If you’re still reading, and thinking to yourself, yes, I am that speaker, then you need to swallow a few difficult truths that don’t quite apply to the rest of the world. Here they are, then: five difficult truths that speakers must learn to be successful.
1.You have complete choice – and complete responsibility – for the first few minutes of a talk. Those framing moments are yours. If the speech doesn’t go well because it didn’t start well, the fault is entirely yours. Audience can cause problems in various ways, and be difficult at various times, but the opening is yours. If you choose to waste it by babbling about Schenectady, thinking that you’re connecting in some way with the audience in front of you – that’s your fault.
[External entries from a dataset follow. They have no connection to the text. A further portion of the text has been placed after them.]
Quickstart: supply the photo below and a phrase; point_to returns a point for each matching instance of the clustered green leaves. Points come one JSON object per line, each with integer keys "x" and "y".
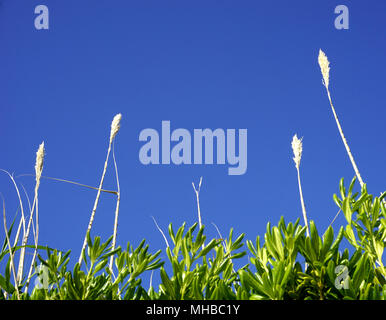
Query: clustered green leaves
{"x": 284, "y": 264}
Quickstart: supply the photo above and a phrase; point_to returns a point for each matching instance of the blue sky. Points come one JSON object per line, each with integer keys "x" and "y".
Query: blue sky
{"x": 199, "y": 64}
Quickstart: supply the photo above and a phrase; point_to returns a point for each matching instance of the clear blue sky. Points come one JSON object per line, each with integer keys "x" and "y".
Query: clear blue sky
{"x": 200, "y": 64}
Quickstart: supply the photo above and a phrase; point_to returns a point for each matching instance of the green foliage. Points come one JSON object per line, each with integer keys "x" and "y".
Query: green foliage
{"x": 283, "y": 264}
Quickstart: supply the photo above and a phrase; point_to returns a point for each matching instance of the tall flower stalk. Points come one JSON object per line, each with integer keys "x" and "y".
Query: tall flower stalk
{"x": 325, "y": 69}
{"x": 115, "y": 126}
{"x": 38, "y": 173}
{"x": 297, "y": 148}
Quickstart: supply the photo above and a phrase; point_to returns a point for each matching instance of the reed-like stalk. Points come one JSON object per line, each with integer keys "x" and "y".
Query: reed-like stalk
{"x": 115, "y": 126}
{"x": 38, "y": 173}
{"x": 297, "y": 148}
{"x": 197, "y": 192}
{"x": 325, "y": 69}
{"x": 11, "y": 255}
{"x": 116, "y": 212}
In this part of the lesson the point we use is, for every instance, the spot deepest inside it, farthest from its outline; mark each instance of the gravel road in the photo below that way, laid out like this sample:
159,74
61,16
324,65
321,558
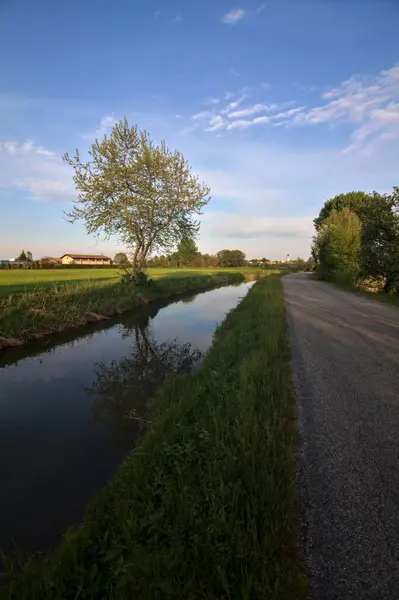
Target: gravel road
345,352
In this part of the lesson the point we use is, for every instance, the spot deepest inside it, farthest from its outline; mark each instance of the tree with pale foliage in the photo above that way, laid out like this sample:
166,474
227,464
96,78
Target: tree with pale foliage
142,194
337,246
187,251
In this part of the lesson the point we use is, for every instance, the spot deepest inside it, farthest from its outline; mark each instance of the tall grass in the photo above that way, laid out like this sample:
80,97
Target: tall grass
203,508
27,316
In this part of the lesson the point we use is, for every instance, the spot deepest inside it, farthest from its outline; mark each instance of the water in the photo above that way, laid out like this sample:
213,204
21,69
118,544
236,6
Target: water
73,406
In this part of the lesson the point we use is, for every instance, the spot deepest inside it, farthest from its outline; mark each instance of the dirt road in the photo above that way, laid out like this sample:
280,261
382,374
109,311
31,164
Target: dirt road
345,352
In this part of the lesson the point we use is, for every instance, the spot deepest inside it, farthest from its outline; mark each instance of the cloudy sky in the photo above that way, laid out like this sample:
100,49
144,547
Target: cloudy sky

That’s not the audience. Use the opening well – or take the blame for what happens next.
2.You have to rise above all the rotten luck and dealing that you’re going to experience along your journey to stardom. Speakers want to blame the meeting organizer, or the tech, or the tech people, or the time of day, or the sight lines, or the layout of the room that has you with your back to half the audience – but the truth is all of that is simply table stakes. It’s the given, and you have to rise above it. Make it work. No whining.
3.Your time will come and go. This is one of the hardest truths for speakers to accept. Your ideas on leadership, or social media, or creativity – those have their day. They fit best to a particular audience, era, region, set of circumstances, and time. Just as your day has arrived, it will pass, and your job is to retire gracefully from the stage just before that passing. There’s nothing sadder than a speaker talking to an audience that no longer exists, leaving the actual audience in front of him wondering what the point is. Don’t be one of those rock and roll singers who croaks out one last golden oldie to a dwindling audience of nostalgics.
4.Not everyone is going to like you. In fact, that’s a sign of success. If you’re truly saying something unique and worthwhile, then some people are going to be upset by it. If everyone agrees, well then, you’re not saying anything new or worth hearing. Someone famous once said that you’re measured by your enemies, not by your friends. Know who your enemies are, and delight in them.
5.A pro learns from everyone and everything. Once you’re a star, then your obligation to listen to your audience doesn’t go away. Rather, it intensifies. Your audience is there to keep you real as well as to applaud your every utterance. If you stop listening you will become that diva that everyone despises, and who ultimately becomes irrelevant. Keep going by keeping it real.
Are you a pro, or destined to be one? You know who you are. Take these truths to heart and avoid the trap of emptiness that success can bring.